I wouldn't want to be anywhere else, but here. And I'm glad I'm here. I'm glad this all matters.
- Arthur
Honestly, on some real shit I had this fatigue and wasn't sure if I was depressed or just burnt out completely. Over the last few days I felt no need to exert myself and take as much rest as I can. And since my girlfriend is away for company activity until this Friday I've been kind of realizing how much of my mental is attached to her presence. I hate that she's away, but that's just me being love sick.
But the past few days had me learn to be more alone that I usually am. And you know it's not bad to have some solitude to yourself without any worry. Its just a good reminder that you can reorganize some thoughts and priorities you have been keeping idle towards the finish line.
So, I've been keeping myself busy a bit. I finally cut up the developed film that I had neglected for months and had started the scanning process of the images. I finally get to see new shit this time rather see some old stuff I've been trying to rescan for the last few years. And pretty soon I'm going to get my ass in check and develop all the film that's been sitting in the closet and my desk to get that prepared for some scanning shit as well.

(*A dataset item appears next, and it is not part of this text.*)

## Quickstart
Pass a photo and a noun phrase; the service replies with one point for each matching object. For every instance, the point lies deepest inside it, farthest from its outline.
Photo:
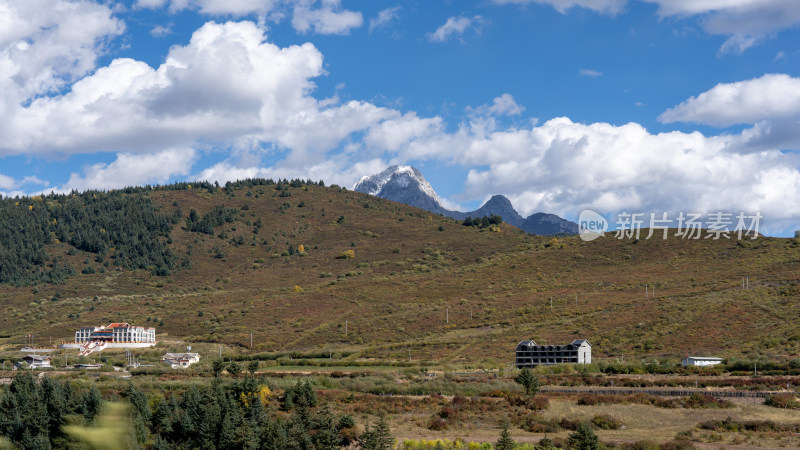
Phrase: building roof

The creative grind is still in effect. I'm trying to take things slowly, but I think I want to amp up a bit and just start getting these images out there. There are a lot of prospective projects I want to complete before I die and this is one of those goals lol.
I'm going to be leaving for Chicago this weekend to go see Mamamoo perform. I'll check back in next week and write about my experience. Hope to eat a bunch of fucked up food hahahaha.
- Arthur
During the tumblr days you could find yourself immersed in the world of photographers who are upcoming, current or casual posters celebrating a craft that journals out their lives. As someone who still considers himself a novice in the photographer world I looked up to these people showing me a bit of themselves and their contributions to other tumblr sites and such. Bands were also a deep dive for me in the age of Bay Area hardcore (thank you Comadre) and the amount of underground noise it generated. It was almost a replacement for Myspace for me since that kind of network did not exist anywhere else.
These days Instagram, Facebook (surprisingly for some), Tik Tok and even YouTube are the new networks for social media coverage. And I find myself sort of lost in the fold most of the time. And maybe because I don't have a network like most people do. Above all these are the current ones while tumblr just sits there with much of its dead sites.
I miss the fact that I could look after my favorite artists and see what he/she/they post or repost. Their thoughts, their inspirations, their frustrations... A lot of the ways they view the world just by images or text so simple. I was an avid poster myself (I didn't have much of a following their either lol) and it was interesting seeing the images sort of pop out a bit when I showcased my work. What was cool is the fact that artists were certainly communitive and very kind (at least in my eyes) and supported each other every way they can. Now? I'm not sure that's the case. I'm starting to get annoyed just looking at my feed these days.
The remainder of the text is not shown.